River in Garfield and Kane counties in Utah, United States

The Escalante River is a tributary of the Colorado River. It is formed by the confluence of Upper Valley and Birch Creeks near the town of Escalante in south-central Utah, and from there flows southeast for approximately 90 mi before joining Lake Powell. Its watershed includes the high forested slopes of the Aquarius Plateau, the east slope of the Kaiparowits Plateau, and the high desert north of Lake Powell.
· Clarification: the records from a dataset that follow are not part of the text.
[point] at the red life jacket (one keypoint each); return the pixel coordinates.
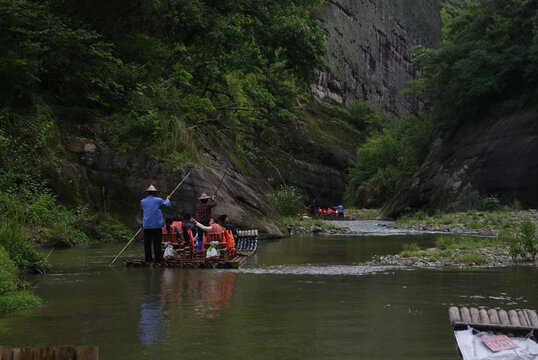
(216, 229)
(177, 227)
(230, 241)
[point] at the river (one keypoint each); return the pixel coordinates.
(303, 297)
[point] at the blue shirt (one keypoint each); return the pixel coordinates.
(153, 217)
(339, 207)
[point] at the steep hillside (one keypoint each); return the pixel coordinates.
(368, 46)
(493, 157)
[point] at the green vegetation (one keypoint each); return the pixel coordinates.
(295, 222)
(491, 203)
(471, 259)
(524, 245)
(388, 159)
(287, 200)
(152, 76)
(410, 250)
(163, 70)
(488, 57)
(10, 299)
(502, 221)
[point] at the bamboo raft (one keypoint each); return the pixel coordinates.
(515, 324)
(247, 244)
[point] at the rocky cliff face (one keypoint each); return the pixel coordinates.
(98, 177)
(368, 44)
(497, 156)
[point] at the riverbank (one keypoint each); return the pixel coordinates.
(484, 223)
(520, 248)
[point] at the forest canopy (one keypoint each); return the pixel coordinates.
(158, 68)
(489, 55)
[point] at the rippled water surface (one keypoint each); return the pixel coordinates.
(304, 297)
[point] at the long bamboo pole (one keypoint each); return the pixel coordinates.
(220, 183)
(139, 230)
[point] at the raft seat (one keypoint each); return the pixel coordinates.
(171, 238)
(222, 245)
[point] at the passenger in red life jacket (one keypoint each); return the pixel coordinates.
(230, 233)
(167, 228)
(177, 227)
(213, 227)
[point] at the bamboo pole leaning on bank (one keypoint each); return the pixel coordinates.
(220, 183)
(139, 230)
It was the last river of its size to be discovered in the 48 contiguous U.S. states.
The average discharge is approximately 146 cfs (4.1 m^{3}/s).
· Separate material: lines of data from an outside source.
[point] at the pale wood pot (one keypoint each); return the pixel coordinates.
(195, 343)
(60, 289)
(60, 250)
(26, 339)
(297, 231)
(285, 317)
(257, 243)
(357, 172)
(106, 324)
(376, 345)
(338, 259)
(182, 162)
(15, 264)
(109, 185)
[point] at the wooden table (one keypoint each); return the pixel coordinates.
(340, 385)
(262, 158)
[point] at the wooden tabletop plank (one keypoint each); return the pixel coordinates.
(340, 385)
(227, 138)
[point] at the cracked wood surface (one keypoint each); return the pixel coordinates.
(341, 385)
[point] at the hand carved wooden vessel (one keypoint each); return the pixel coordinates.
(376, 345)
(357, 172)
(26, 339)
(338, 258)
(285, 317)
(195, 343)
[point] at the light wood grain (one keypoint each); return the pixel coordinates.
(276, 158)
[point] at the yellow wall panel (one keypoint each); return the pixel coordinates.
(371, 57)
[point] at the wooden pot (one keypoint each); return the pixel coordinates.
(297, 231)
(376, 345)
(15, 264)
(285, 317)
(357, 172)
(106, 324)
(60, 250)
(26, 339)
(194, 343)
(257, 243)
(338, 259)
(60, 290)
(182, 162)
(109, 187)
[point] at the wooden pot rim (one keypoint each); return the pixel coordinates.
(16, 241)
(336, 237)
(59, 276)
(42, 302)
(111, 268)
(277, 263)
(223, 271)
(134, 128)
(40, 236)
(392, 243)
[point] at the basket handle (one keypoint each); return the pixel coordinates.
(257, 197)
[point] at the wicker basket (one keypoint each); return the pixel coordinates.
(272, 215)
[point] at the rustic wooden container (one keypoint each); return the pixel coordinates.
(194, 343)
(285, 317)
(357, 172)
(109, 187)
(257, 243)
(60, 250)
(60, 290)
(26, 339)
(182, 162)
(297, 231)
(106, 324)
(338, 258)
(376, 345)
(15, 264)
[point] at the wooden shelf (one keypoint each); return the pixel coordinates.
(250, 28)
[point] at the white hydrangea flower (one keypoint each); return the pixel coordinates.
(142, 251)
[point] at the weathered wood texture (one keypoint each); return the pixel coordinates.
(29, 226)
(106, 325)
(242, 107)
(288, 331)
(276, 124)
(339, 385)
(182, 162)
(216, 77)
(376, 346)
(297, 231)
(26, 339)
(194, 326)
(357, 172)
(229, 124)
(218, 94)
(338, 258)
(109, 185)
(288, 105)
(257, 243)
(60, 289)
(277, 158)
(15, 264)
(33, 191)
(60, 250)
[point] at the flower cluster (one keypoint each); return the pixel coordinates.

The river was first mapped and named by Almon Thompson, a member of the 1872 Colorado River expedition led by John Wesley Powell. It was named after Silvestre Vélez de Escalante, a Franciscan missionary and the first known European explorer of the region. In 1776, Escalante and his Spanish superior Francisco Atanasio Domínguez left from Santa Fe, New Mexico in an attempt to reach Monterey, California. During this journey, usually referred to as the Domínguez–Escalante expedition, Escalante and his companions passed by the Grand Canyon and were the first white men to enter Utah.

Much of the Escalante River's course is through sinuous sandstone gorges. The river and the canyons which drain into it form a key section of Grand Staircase–Escalante National Monument. This region is a popular destination for hiking and backpacking.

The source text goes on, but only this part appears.